The so-called social teaching of the Church confuses me because the Catechism of the Catholic Church is long-winded about it. What exactly does it mean? M Sauls
In the 19th century the Industrial Revolution enabled the wealthy classes of Europe to pour money into setting up factories and mechanisation. In order to make these profitable, they employed thousands of unskilled workers and paid them miserably for long hours of toil.
The result was that the accumulation of wealth and power was kept in the hands of the industrialists, while the workers were regarded as commodities, cogs in the wheels of industry, and not as human persons made in the image and likeness of God. Society became fragmented into two hostile camps: Capital and Labour.

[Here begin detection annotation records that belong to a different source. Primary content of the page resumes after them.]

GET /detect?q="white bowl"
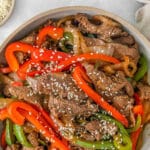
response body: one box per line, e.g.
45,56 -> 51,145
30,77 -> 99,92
0,0 -> 15,26
0,6 -> 150,150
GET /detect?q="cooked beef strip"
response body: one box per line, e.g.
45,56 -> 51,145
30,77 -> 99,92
27,73 -> 88,103
84,37 -> 140,63
22,146 -> 44,150
48,96 -> 98,116
85,120 -> 118,141
4,84 -> 42,106
84,63 -> 134,97
5,144 -> 21,150
137,83 -> 150,100
113,33 -> 135,47
27,131 -> 39,147
84,64 -> 135,125
75,14 -> 122,39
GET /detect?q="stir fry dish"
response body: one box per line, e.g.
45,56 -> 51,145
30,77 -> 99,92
0,13 -> 150,150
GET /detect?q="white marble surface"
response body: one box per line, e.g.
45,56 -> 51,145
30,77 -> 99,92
0,0 -> 140,44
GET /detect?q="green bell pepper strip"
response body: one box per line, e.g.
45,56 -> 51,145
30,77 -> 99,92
75,139 -> 115,150
127,115 -> 142,133
13,124 -> 32,147
96,114 -> 132,150
59,32 -> 73,53
6,119 -> 15,145
134,55 -> 148,81
114,134 -> 132,150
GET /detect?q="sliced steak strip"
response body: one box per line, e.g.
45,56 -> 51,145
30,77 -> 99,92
48,96 -> 98,116
137,83 -> 150,100
27,73 -> 88,103
5,144 -> 20,150
84,64 -> 134,97
4,85 -> 42,105
85,120 -> 118,141
84,37 -> 140,63
75,14 -> 122,39
84,64 -> 135,125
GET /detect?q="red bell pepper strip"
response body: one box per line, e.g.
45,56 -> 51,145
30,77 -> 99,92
133,93 -> 144,115
5,42 -> 35,72
133,105 -> 144,115
11,81 -> 23,86
2,101 -> 69,150
0,129 -> 7,149
0,67 -> 12,74
17,59 -> 44,80
31,49 -> 71,62
54,53 -> 120,72
73,67 -> 128,127
22,111 -> 69,150
5,42 -> 69,72
0,108 -> 9,121
134,93 -> 142,105
130,127 -> 142,150
36,26 -> 64,46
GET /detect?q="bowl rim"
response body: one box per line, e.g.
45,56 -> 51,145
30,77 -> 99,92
0,6 -> 150,52
0,0 -> 16,26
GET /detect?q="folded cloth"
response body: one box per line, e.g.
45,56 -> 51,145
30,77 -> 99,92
135,0 -> 150,40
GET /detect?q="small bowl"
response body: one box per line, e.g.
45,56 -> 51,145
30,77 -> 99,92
0,0 -> 16,26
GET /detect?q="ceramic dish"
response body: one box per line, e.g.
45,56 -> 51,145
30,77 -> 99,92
0,6 -> 150,150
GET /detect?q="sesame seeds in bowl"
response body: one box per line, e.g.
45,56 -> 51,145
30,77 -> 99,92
0,0 -> 15,26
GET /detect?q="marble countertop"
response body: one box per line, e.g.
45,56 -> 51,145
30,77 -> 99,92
0,0 -> 140,44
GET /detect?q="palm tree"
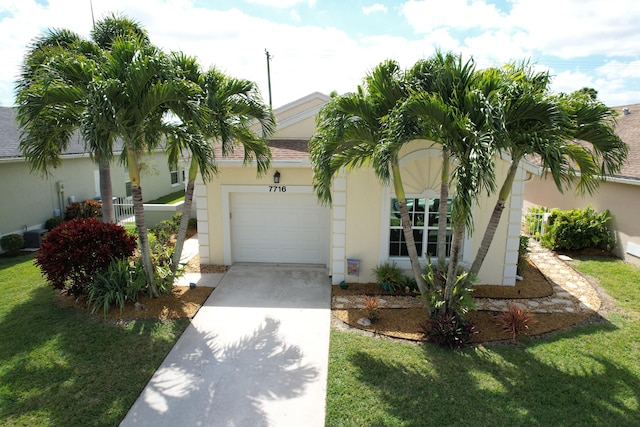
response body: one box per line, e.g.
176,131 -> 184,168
168,55 -> 275,273
94,38 -> 201,296
392,52 -> 494,312
16,15 -> 148,222
470,64 -> 628,274
309,60 -> 427,295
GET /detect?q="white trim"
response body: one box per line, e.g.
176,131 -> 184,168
220,184 -> 320,265
218,159 -> 311,169
378,185 -> 472,270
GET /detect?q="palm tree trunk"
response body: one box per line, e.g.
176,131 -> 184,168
440,223 -> 464,314
98,156 -> 116,223
127,149 -> 159,297
391,160 -> 427,295
469,159 -> 520,274
171,157 -> 198,276
437,148 -> 449,271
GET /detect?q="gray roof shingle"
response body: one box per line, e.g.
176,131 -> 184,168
0,107 -> 86,160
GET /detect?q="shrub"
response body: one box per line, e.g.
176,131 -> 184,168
524,206 -> 551,240
64,200 -> 102,221
0,234 -> 24,256
420,314 -> 478,349
422,263 -> 477,319
44,216 -> 64,230
516,235 -> 529,276
189,218 -> 198,230
151,219 -> 180,246
496,304 -> 534,341
373,261 -> 404,292
542,206 -> 615,251
35,218 -> 136,294
364,295 -> 380,323
87,259 -> 146,317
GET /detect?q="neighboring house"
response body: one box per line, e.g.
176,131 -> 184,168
0,107 -> 189,236
196,93 -> 526,285
525,104 -> 640,265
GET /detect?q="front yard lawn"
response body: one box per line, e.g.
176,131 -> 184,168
326,259 -> 640,426
0,256 -> 188,426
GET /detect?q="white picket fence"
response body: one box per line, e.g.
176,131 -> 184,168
113,197 -> 136,225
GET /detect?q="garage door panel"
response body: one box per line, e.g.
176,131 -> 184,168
231,193 -> 329,264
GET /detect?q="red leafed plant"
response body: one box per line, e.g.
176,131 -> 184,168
496,304 -> 535,341
35,218 -> 136,294
364,295 -> 380,323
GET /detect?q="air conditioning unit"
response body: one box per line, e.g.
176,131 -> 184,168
23,230 -> 47,249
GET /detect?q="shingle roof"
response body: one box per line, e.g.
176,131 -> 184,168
615,104 -> 640,179
215,139 -> 309,161
0,107 -> 86,160
527,104 -> 640,184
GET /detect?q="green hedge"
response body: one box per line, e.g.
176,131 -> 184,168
542,206 -> 615,251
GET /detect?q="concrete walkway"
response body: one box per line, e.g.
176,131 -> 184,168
121,265 -> 331,427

Socialist and communistic ideologies attempted to unravel this tension, but as far as the Church was concerned, they manifested signs of atheism in their scorn for religious beliefs.
Pope Leo XIII (1878-1903) reacted against the trend, and to a large extent he can be said to have begun the Church’s social teaching of justice for all society’s members, the strong and the weak.
Among his many encyclicals on the relationship between individuals, families, states and the Church, he wrote Rerum novarum in 1891, in which he set out broad principles for the exercise of the rights and obligations of employers, workers and the state. He stressed the state’s duty to protect the worker from exploitation.
In 1931 Pope Pius XI went further when he issued his encyclical Quadragesimo anno. The state’s responsibility, he said, is the promotion of the common good of all society. His words contributed to a widespread awareness of the need for social reform and the injustice of abusing the rights of workers.
In 1937 he wrote Divini redemptoris, reaffirming that each member of society must interact with the others in a reciprocal way for the greatest possible common good.
The teaching is rooted in the dignity of the human person who may not be treated as a thing or as a means to satisfy the greed of the marketplace. It upholds the nobility of work because labour is a gift from God which is directed towards eternal life. It must be justly rewarded with appropriate wages.
In sum, the Church’s social teaching is that the right to human life and dignity is sacred, the poor and vulnerable may not be manipulated to the advantage of the powerful, the dignity of the worker must be acknowledged by employers, we are all one human family with equal rights and we must care for God’s creation.